## Autograded Notebook (Canvas & CodeGrade)

This notebook will be automatically graded. It is designed to test your answers and award points for the correct answers. Following the instructions for each Task carefully.
Instructions

- **Download** this notebook as you would any other ipynb file 
- **Upload** to Google Colab or work locally (if you have that set-up)
- **Delete** `raise NotImplementedError()`

- **Write** your code in the `# YOUR CODE HERE` space


- **Execute** the Test cells that contain assert statements - these help you check your work (others contain hidden tests that will be checked when you submit through Canvas)

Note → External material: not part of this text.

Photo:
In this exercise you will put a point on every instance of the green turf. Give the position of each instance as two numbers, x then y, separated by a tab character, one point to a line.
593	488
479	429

- **Save** your notebook when you are finished
- **Download** as a ipynb file (if working in Colab)
- **Upload** your complete notebook to Canvas (there will be additional instructions in Slack and/or Canvas)



# Sprint Challenge
## *Data Science Unit 4 Sprint 1*

After a week of Natural Language Processing, you've learned some cool new stuff: how to process text, how turn text into vectors, and how to model topics from documents. Apply your newly acquired skills to one of the most famous NLP datasets out there: [Yelp](https://www.yelp.com/dataset). As part of the job selection process, some of my friends have been asked to create analysis of this dataset, so I want to empower you to have a head start.  

The real dataset is massive (almost 8 gigs uncompressed). I've sampled the data for you to something more managable for the Sprint Challenge. You can analyze the full dataset as a stretch goal or after the sprint challenge. As you work on the challenge, I suggest adding notes about your findings and things you want to analyze in the future.

## Challenge Objectives
Successfully complete all these objectives to earn full credit. 

**Successful completion is defined as passing all the unit tests in each objective.**  

Each unit test that you pass is 1 point. 

There are 5 total possible points in this sprint challenge. 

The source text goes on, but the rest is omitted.